Rob Harley

Current position
- Title: Head coach
- Team: Northern Illinois
- Conference: Mountain West
- Record: 0–1
- Annual salary: $260,000 (2024)

Biographical details
- Born: October 16, 1982 (age 43) Elmhurst, Illinois, U.S.
- Education: Ohio State University; Michigan State University;

Playing career
- 2001–2005: Ohio State
- Position: Safety

Coaching career (HC unless noted)
- 2010–2011: Ohio Dominican (LB/DB)
- 2012–2013: Michigan State (GA)
- 2014: FIU (LB)
- 2015–2020: Pittsburgh (LB)
- 2021–2024: Arkansas State (AHC/DC)
- 2025: Northern Illinois (DC)
- 2026–present: Northern Illinois

Accomplishments and honors

Championships
- BCS national champion (2002) (Player);

= Rob Harley (American football) =

American football coach (born 1982)

Rob Harley (born October 16, 1982) is an American football coach and former player. He is currently the interim head coach at Northern Illinois University.

==Coaching career==

===Ohio Dominican===
After graduating from Ohio State University, Harley initially began his career in sports television before ultimately deciding “to grind in coaching rather than TV.” He began his coaching career at Ohio Dominican, coaching linebackers and defensive backs, along with serving as the assistant special teams coordinator during the 2010 and 2011 football seasons. Working with head coach Bill Conley, the staff helped the Panthers turn around from a 2-win team in 2010, to a 7-win team in 2011.

===Michigan State===
From there, Harley moved on to his next opportunity as a graduate assistant for the Michigan State Spartans, working for head coach Mark Dantonio. In 2012, Harley worked closely with offensive staff and special teams, a successful year that saw Le’Veon Bell rush for 1,793 yards. The following year, Harley worked with the defensive staff and defensive coordinator Pat Narduzzi. Harley helped coach the linebackers for a Spartans team that went 13–1, won the 2014 Rose Bowl, and ranked 2nd nationally in yards per game allowed (252.2).

===FIU===
Prior to the 2014 season, Harley was hired as the linebackers coach at FIU by head coach Ron Turner and defensive coordinator Josh Conklin.
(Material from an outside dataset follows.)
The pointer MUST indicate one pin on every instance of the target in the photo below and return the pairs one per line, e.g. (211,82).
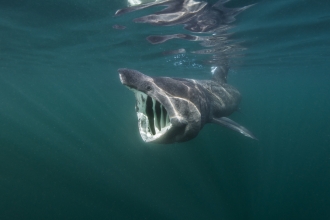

Harley helped lead one of the most disruptive defenses in college football that year, ranking 1st nationally in fumble recoveries (19), 2nd in defensive touchdowns (6), 4th in turnovers gained (33) and 35th in total defense (363.8 yards per game).

===Pittsburgh===
The following year, Conklin was hired as the defensive coordinator for Narduzzi's inaugural staff at Pittsburgh and Harley was hired as the linebackers coach, getting to reunite with Narduzzi. During Harley's tenure at Pitt, he mentored at least 4 All-ACC linebackers, including SirVocea Dennis and Nicholas Grigsby. Harley also spent the latter four years as the recruiting coordinator for the Panthers.

===Arkansas State===
From 2021 through 2024, Harley was the assistant head coach and defensive coordinator on Butch Jones’ staff at Arkansas State. Harley's continuously improved defensive squads helped turn the Red Wolves fortunes around, leading to a Bowl Game appearance in 2023 after a 5-year hiatus. During Harley's time in Jonesboro, ten defensive players earned All-Sun Belt honors.

===Northern Illinois===
Following the 2024 season, Harley returned to his native state of Illinois as the defensive coordinator for Thomas Hammock and the Northern Illinois Huskies football team. After Hammock left the team for a senior offensive assistant position with the NFL's Seattle Seahawks, Harley was named head coach by Northern Illinois to replace him on February 18, 2026.

==Playing career==
Harley played safety for the Ohio State Buckeyes from 2001 through 2005, earning three letters, as well as being a member of the 2002 National Championship team. Rob wasn't the first Harley to play for the Buckeyes though, as his great-great uncle, Chic Harley, was the first 3-time All-American in Buckeye history.

==Personal life==
Harley graduated with a bachelor's degree in business administration from Ohio State in 2006, and then a master's degree in kinesiology from Michigan State in 2013. Harley is married to his wife, Danielle, and they have two sons.